Gliadin, a component of gluten
Gliadin, a component of gluten

“A protein! How can protein be bad?”

Gluten in itself is not “bad”.  It has just gotten a bad rep for the recent upsurge in incidence of gluten intolerance, and the related gluten-free fad.

Celiacs Versus Gluten Sensitivity

First, let  us distinguish between celiacs and gluten sensitivity known as NCGS.  Celiac disease is an autoimmune disorder that tends to occur in those with the genetic predisposition.  The enzyme transglutanimase modifies the protein gliadin causing the immune system to react with the small bowel tissue.  This can damage the villi lining the small intestine, which are responsible for nutrient absorption, which is why the symptoms include severe anemia and weight loss.

NCGS is harder to test for.  Symptoms can be similar to that of celiacs or less extreme including: gastrointestinal discomfort or IBS.  Many approach by eliminating common allergens to discover intolerance.  The elimination of food sources that contain gluten often relieves symptoms.

Photo by Amanda Minoff
Photo by Amanda Minoff

Is gluten even the culprit?

Recent studies have indicated that reduction of FODMAPs can be attributed to the decrease in gastrointestinal problems in people with NCGS (note, not in those with celiacs).  FODMAPs are fermentable short chain carbohydrates, including lactose, galactans (found in legumes), and polyols (sugar alcohols).

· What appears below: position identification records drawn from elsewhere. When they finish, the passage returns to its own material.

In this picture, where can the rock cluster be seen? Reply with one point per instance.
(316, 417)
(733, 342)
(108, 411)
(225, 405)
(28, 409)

As FODMAPs are commonly found in things with gluten, people find their symptoms are relieved when they eliminate gluten and thus FODMAPs from their diet.

FODMAPs are not well-absorbed in the small intestines, and when they hit the large intestines they are fermented by bacteria.  This causes gas and discomfort.  While we are all susceptible to the effects of FODMAPs, people with IBS are particularly sensitive; therefore, reduction of foods that contain FODMAPs can be beneficial.

There are of course many that argue with this theory.  For a good overview of the study on FODMAPs versus gluten read this.

Pic

Should You Eliminate Gluten from your Diet?

If you’re eliminating gluten in an effort to lose weight (hem hem manorexics in my family), I would not suggest it.  If you are already a healthy eater, choosing complex over simple carbs, have good cholesterol, and few gastrointestinal issues, then I can’t see how cutting gluten out of your diet will benefit you.  Yes cutting gluten will force you to skip out on restaurant bread and pasta to your benefit, but I would advise against many certified gluten-free foods which can be over processed and even less nutritious than your glutenous options.  Corn flour is a common substitution, and proves less fibrous or nutritious than many of its glutenous alternatives.

If you are experiencing the symptoms of celiacs or NCGS, I would suggest getting tested for celiacs and then eliminating gluten or FODMAPs from your diet for a couple of weeks.

The point I’ll try to drive home is that before you choose to eliminate whatever food according to current fad, make an effort to understand what it is, and why it is thought to be the root of all digestive problems.